As the coronavirus disease 2019 (COVID-19) pandemic continues to take its toll on human life and economic activity, reports have emerged about the repeated positive tests and continued shedding of the virus for weeks and months after clinical recovery.
A study appearing as a preprint on the bioRxiv* server in December 2020 reveals that the genome of the severe acute respiratory syndrome coronavirus-2 (SARS-CoV-2) is inserted into the human genome, accounting for the detection of viral RNAs, even in late convalescence.
Scatter plot showing human-CoV2 chimeric read number. Image Credit: https://www.biorxiv.org/content/10.1101/2020.12.12.422516v1.full.pdf
Reinfection or reverse transcription?
Multiple cases of apparent reinfection have been reported over the past year. Though some have been rigorously investigated and found to be genuine cases of reinfection, evidenced by the presence of different strains of SARS-CoV-2 in the two episodes, it seems unlikely that this is the case with most. Additionally, no replication-competent virus has been isolated.
The current study explored the occurrence of reverse transcription of the SARS-CoV-2 RNA into the human genome. This would result in positive PCR tests due to the continuing transcription of viral RNAs.
Reverse transcriptase (RT) activity has been detected within human cells, as well as integration of the reverse transcription products. For instance, with APP transcripts, their integration into neuronal genomes by endogenous RT was followed by APP transcription.
Such endogenous RT is potentially present in the form of human LINE-1 elements, which make up 17% of the human genome. These are autonomous retrotransposon elements that can transpose themselves as well as other elements of the genome back into the DNA of the nucleus for future transcription.
Chimeric reads present in published RNA sequences
The researchers looked at the published RNA-sequences from SARS-CoV-2 infected cells. Their aim was to find chimeric transcripts, melding human and viral RNA into the same genome. They found a good number of such reads in several different cell types, from the heart, brain, lung and stomach and from cells retrieved from the bronchoalveolar lavage fluid (BALF) obtained from COVID-19 patients.
The proportion of such chimeric sequences was directly correlated with the level of viral RNA in each sample, and such reads typically made up between 0.004% – 0.14% of the total viral reads. The greatest proportion was in BALF cells from severe COVID-19 patients, at ~69%. There were almost none in blood cells, on the other hand.
Most of the host-viral chimeric protein contained the nucleocapsid (N) sequences, as expected since this is the most abundant viral subgenomic RNA. This would, therefore, be the most likely to be reverse transcribed and then integrated. These findings support the occurrence of this event within infected cells.

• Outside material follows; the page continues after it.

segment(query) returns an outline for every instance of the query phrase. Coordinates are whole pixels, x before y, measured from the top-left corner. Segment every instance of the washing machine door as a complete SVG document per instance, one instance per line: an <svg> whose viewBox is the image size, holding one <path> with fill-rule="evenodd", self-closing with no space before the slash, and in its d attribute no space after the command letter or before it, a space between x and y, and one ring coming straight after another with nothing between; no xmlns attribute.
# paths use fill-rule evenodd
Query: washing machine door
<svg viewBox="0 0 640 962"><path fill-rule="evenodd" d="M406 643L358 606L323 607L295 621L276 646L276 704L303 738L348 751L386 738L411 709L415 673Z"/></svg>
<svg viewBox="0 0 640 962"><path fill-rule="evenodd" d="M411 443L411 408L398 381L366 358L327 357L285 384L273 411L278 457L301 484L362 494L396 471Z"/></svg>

Sources of RT activity: LINE-1 or HIV-1
The researchers conducted an experiment inducing the overexpression of human LINE-1 elements or HIV-1 RT, in the cell line. The three types of RT examined include: LINE-1 overexpression driven by a CMV promoter, LINE-1 overexpression driven by 5’ UTR, which is its natural promoter, and HIV-1 RT expression.

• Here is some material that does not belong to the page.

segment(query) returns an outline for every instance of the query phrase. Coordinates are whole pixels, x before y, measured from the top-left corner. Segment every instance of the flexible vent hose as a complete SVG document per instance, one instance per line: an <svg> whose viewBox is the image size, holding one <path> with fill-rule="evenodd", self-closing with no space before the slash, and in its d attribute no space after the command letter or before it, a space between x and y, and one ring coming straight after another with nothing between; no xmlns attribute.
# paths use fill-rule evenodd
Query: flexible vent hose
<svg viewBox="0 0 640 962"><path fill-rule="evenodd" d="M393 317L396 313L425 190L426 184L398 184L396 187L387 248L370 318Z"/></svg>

These cells were then infected with SARS-CoV-2. At two days post-infection, they carried out polymerase chain reaction (PCR) tests to detect the viral sequences, using the N-targeting primer sets used in the commonly used COVID-19 PCR tests.

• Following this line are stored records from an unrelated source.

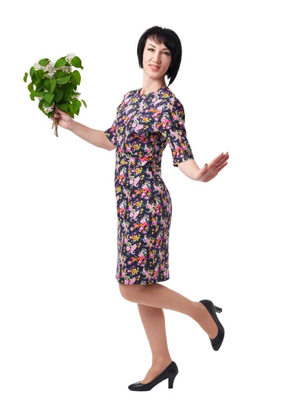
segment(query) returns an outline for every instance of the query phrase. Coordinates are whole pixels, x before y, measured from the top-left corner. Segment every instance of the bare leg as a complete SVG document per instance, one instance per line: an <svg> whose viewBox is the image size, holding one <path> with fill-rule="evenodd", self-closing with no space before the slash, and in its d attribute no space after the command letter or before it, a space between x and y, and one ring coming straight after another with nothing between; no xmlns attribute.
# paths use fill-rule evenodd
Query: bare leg
<svg viewBox="0 0 282 413"><path fill-rule="evenodd" d="M182 313L197 321L210 339L217 335L217 326L204 304L191 301L160 283L143 286L120 284L120 290L129 301Z"/></svg>
<svg viewBox="0 0 282 413"><path fill-rule="evenodd" d="M172 359L167 346L163 309L140 304L138 306L152 352L152 366L141 383L149 383L171 364Z"/></svg>

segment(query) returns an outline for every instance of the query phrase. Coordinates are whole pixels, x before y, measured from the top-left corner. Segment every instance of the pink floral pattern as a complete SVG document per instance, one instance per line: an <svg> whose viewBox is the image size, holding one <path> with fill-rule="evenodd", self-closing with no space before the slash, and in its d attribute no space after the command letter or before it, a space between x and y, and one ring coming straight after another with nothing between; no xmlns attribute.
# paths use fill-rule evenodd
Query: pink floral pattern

PCR amplification of the purified cell DNA from infected cells showed the presence of the N protein bands. This did not occur in non-transfected or uninfected cells. Next, they purified the cellular genomic DNA (gDNA) from cells that overexpressed RT and carried out quantitative PCR (qPCR) to confirm the presence of the N sequences.
Overexpression of CMV-LINE-1 led to an 8-fold rise in N-sequence signal strength. This indicated a higher number of N sequences were integrated into the genome in these cells, relative to 5’ UTR-LINE-1 expression or HIV-1 RT expression. They were able to clone the full-length N DNA from cells overexpressing the first RT type, but not the other two. This might be because of the lower number of N sequences integrated into the host genome.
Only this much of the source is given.